Let’s dive into understanding the uterus, the powerhouse behind pregnancy and childbirth. Picture it like a pear-shaped organ nestled snugly in the pelvis between the bladder and the rectum. It’s about 7-8 cm tall and 3-4 cm wide, playing a crucial role in nurturing and delivering a baby.
During a gynecological check-up, the doctor always checks its position. Usually, it tilts towards the front of the abdominal wall, a position called anteflexion and anteversion. This positioning is vital for its job of carrying a baby.
Supporting the uterus are several ligaments: the broad ligaments, round ligaments, and sacro-uterine ligaments, which keep it in place. But various factors like changes in body position, bladder or rectum filling, or even intra-abdominal pressure can affect its position.

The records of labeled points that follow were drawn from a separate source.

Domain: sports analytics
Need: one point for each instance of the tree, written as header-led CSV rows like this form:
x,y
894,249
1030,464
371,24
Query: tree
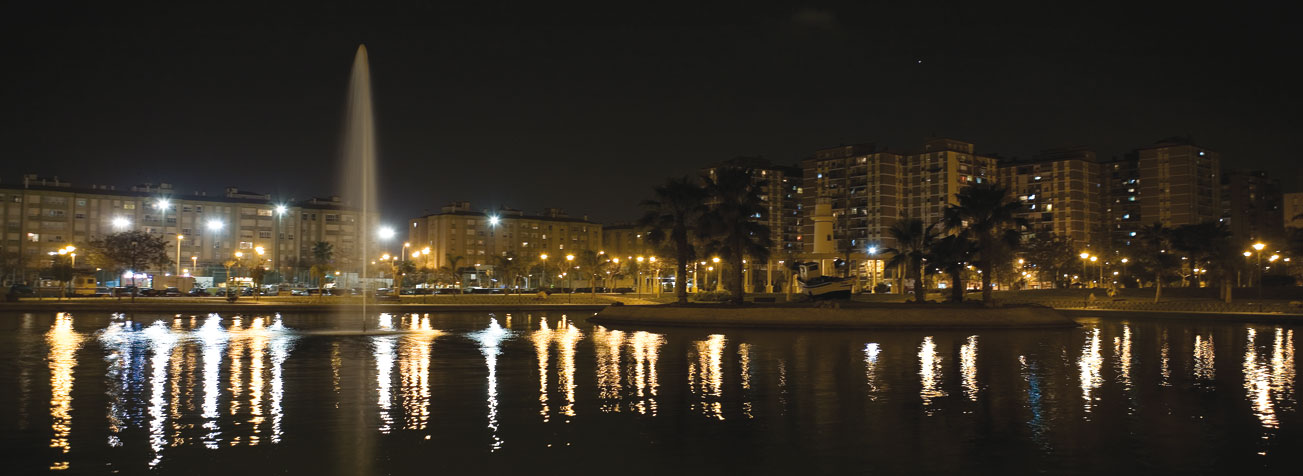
x,y
1053,254
670,218
1156,244
130,251
1208,245
734,201
950,256
988,215
323,253
454,267
590,264
914,241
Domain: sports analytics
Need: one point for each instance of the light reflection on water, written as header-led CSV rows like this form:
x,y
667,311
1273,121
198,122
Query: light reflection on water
x,y
211,382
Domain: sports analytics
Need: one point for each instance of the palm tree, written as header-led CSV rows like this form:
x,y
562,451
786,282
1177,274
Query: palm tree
x,y
914,241
1156,241
322,256
670,218
988,215
950,256
734,201
454,266
590,264
1052,253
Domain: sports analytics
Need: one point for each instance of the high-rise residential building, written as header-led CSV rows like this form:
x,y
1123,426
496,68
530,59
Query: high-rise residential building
x,y
1121,179
1251,204
871,188
779,193
46,214
1293,210
1179,183
478,236
624,240
1062,193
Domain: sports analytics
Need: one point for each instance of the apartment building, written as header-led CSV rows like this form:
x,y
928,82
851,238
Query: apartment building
x,y
1062,193
46,214
478,236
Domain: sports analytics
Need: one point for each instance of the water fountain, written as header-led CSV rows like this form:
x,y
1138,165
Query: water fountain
x,y
358,161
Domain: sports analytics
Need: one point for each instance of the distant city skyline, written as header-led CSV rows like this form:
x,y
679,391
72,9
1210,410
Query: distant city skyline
x,y
593,108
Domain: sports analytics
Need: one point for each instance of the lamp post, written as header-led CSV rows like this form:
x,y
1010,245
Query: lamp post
x,y
873,270
179,238
719,277
637,287
1258,247
542,282
657,279
1099,267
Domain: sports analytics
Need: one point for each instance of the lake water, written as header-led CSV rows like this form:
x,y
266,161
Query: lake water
x,y
549,393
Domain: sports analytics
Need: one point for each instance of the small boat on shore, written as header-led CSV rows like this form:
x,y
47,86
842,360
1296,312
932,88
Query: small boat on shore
x,y
817,286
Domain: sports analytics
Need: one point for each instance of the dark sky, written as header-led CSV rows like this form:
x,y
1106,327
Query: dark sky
x,y
587,110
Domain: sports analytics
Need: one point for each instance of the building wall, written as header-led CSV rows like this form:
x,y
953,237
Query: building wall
x,y
1179,184
43,215
1062,193
869,189
1293,210
1252,206
474,236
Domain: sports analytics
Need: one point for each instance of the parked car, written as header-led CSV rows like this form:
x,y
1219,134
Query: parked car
x,y
125,291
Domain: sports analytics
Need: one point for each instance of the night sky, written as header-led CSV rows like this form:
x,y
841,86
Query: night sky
x,y
587,110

Let’s talk about some common changes in the uterus position:
1. Changes in position:
- Anteposition: It moves forward towards the symphysis, often due to tumors or pelvic collections. Sometimes, it can even adhere to the abdominal wall.
- Retroposition: The uterus shifts backward, often caused by a full bladder or tumors. This can lead to issues like difficulty in bowel movements and lower back pain.
- Lateroposition: Here, the uterus moves towards the sides of the pelvis. It can be congenital or due to inflammation or tumors.
2. Changes in inclination:
- Anteversion: The angle between the cervix and the uterus flattens, commonly seen after childbirth or due to tumors.
- Retroversion: In this position, the angle between the vagina and the uterus opens backward. It often occurs alongside retroflexion, forming retrodeviation.
- Retrodeviation: This is when the uterus is tilted backward, affecting around 15-30% of women. It might be due to congenital factors or issues post-childbirth.
Women with symptoms from these positions may experience lower back pain, heaviness in the perineum, or pain during intercourse. Some may even face fertility issues.
Diagnosis involves palpation and additional tests like hysterometry and hysterography. Treatment varies, but for non-pregnant women with no symptoms, no intervention is needed. Pain relief measures like exercises and anti-inflammatory meds can help.
In some cases, a Hodge pessary can be used to correct the position. It supports the cervix and uterus, providing relief. If symptoms improve with the pessary, surgery may be considered.
Understanding these changes and their impacts can help women take charge of their reproductive health.